Ларионов не терял способности говорить, но первые три недели января шла борьба за его жизнь. Выяснилось лишь на пятый день, что у него сломаны ребра и ключица, вывихнута рука. Как это произошло, было непонятно. Сам он не мог ничего вспомнить. Для срастания ребер нужен был покой, но вот ключица создавала проблемы. Даже гипсовую повязку было сделать невозможно из-за того, что ключица была сломана со стороны ожога. Лечение усложнялось условиями сельской больницы. Пруст опасался сепсиса. На свой страх и риск врачи решили использовать ртутные препараты, но применять их долго было тоже опасно.
Далее для Ларионова, как ожогового больного, был необходим определенный климат в палате, где поддерживались бы надлежащие температура и влажность. Пруст и Марта, как могли, старались организовать эти условия, но тщетно. Когда буржуйку ставили в палату, становилось слишком жарко, воздух был сухой, а обожженная кожа начинала мокнуть от пота. Без печки становилось слишком сыро и холодно, что не давало образоваться сухому струпу. А это был ключ к началу выздоровления. Буржуйку в итоге разместили в предбаннике, оставляя дверь в палату открытой.
Было решено лечить Ларионова закрытым способом – то есть накладывать лекарственные повязки с ртутной мазью, которые надлежало менять хотя бы раз в два дня. Процедура эта была тяжелая, болезненная, осложненная переломами, и с перевязочными материалами имелись перебои, а расход на ожогового больного предполагался значительный, учитывая и то, что Ларионов был крупным мужчиной.
Пришлось отказаться от перевязок и перейти снова на открытый метод лечения, который, как выяснилось, также имел ряд недостатков. Прежде всего опасность была в проникновении инфекции через поврежденную кожу. Ларионову три раза в день обрабатывали часть кожи зеленкой. Это было болезненно, но бриллиантовая зелень была единственной мизерной гарантией спасения от инфицирования через раны.
Образование струпа шло очень медленно, и только к шестой неделе часть обожженной кожи стала высыхать. Рана на шее постоянно мокла, и Пруста это беспокоило. Потом началось нагноение, и пришлось опять прибегнуть к ртути и болезненным обработкам. Шел февраль.

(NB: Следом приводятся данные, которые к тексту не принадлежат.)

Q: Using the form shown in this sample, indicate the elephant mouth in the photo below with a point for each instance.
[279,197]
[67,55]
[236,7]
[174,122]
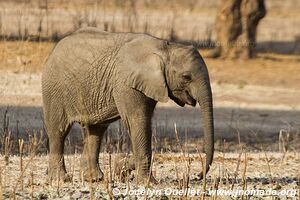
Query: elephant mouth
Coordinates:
[184,98]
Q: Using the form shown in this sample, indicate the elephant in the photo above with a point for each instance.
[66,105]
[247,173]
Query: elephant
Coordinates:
[94,78]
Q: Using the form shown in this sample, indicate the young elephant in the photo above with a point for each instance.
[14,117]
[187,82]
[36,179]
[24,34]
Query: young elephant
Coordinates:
[94,78]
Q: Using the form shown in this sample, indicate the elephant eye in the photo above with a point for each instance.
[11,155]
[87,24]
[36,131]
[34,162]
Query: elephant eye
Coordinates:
[186,77]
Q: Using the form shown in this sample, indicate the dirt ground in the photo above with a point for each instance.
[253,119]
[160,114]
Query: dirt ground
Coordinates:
[256,171]
[255,100]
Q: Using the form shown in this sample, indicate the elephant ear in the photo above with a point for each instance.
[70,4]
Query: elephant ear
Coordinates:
[141,66]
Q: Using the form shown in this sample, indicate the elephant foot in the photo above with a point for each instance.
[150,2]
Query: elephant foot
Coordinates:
[123,166]
[93,175]
[61,175]
[145,179]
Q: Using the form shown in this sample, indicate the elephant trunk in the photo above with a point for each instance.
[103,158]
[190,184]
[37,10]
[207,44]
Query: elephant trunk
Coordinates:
[204,97]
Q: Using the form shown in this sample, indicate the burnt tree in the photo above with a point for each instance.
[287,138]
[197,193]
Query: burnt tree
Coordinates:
[236,25]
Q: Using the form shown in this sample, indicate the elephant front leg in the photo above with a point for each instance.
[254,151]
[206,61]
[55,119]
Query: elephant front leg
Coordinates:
[140,134]
[136,111]
[90,156]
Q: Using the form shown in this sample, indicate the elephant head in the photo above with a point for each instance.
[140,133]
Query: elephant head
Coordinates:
[163,71]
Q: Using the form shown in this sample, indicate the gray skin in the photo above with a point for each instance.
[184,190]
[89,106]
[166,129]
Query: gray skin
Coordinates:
[94,78]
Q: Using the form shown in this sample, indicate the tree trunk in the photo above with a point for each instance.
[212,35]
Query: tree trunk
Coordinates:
[235,26]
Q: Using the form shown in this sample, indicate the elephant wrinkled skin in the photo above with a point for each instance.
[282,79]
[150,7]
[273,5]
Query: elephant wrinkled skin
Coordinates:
[94,78]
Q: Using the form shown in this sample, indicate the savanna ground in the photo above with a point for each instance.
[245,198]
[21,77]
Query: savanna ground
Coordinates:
[256,102]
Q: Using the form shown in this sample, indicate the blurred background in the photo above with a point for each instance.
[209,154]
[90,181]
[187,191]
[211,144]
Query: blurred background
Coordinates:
[251,47]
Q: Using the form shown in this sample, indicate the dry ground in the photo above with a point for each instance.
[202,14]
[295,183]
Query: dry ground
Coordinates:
[260,171]
[260,94]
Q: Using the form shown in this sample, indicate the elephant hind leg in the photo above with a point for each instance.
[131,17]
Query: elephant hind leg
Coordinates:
[90,157]
[57,169]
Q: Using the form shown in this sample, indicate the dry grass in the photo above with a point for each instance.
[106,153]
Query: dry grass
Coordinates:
[253,173]
[191,20]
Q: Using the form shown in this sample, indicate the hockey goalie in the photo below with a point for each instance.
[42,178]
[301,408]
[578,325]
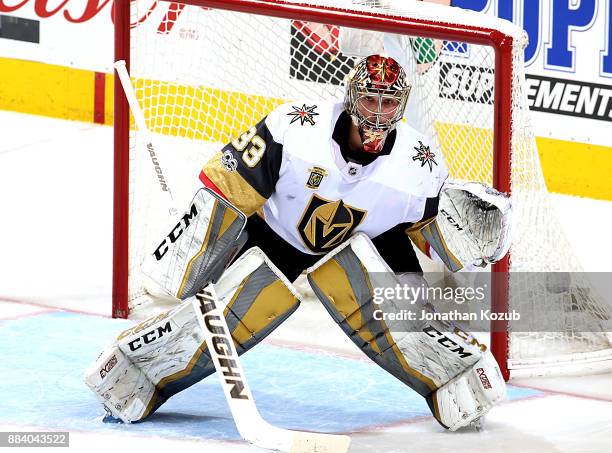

Только когда постепенно стал отторгаться струп, Пруст почувствовал, что опасность была позади. Ларионов все еще пребывал в шоке и не понимал в полной мере, что с ним произошло. Только в феврале, когда Марта пришла, как всегда, для обработки в его палату, он стал ощупывать пальцами лицо. Оно все еще было шершавым. Он спросил, скоро ли он сможет вернуться в лагерь. Марта объяснила, что еще рано об этом говорить, потому что ключица и ребра полностью не срослись.
Ларионову было тяжело шевелить рукой и головой. Ребра болели и ограничивали движение. Кожа неприятно тянула у шеи, и он чувствовал постоянную боль во всей верхней части тела. Он с ужасом думал о том, что все это время, пока он находился в тяжелом состоянии, Марта ухаживала за ним, как за инвалидом. Ларионова это отягощало больше всего, и он сказал Марте, что отныне хочет сам заботиться о себе. Она со свойственной ей простотой сиделки убеждала его, что все лежачие больные нуждаются в помощи, но он наотрез отказался. Он начал осторожно вставать, используя трость, что причиняло ему физические мучения. Но ему казалось, что стыд был гораздо хуже.
В один из этих дней, когда он стал чувствовать себя получше, он наконец спросил у Кузьмича про Анисью. Кузьмич снял шапку и сел возле Ларионова. Он осторожно рассказал ему о том, что казнь состоялась до его приезда в лагпункт, упреждая новые драмы и страдания. Ларионов был бледен и долго молчал. В тот вечер самочувствие его ухудшилось. У него поднялось давление, наступил жар и пошла кровь носом. Пруст понимал, что это следствие переживаний.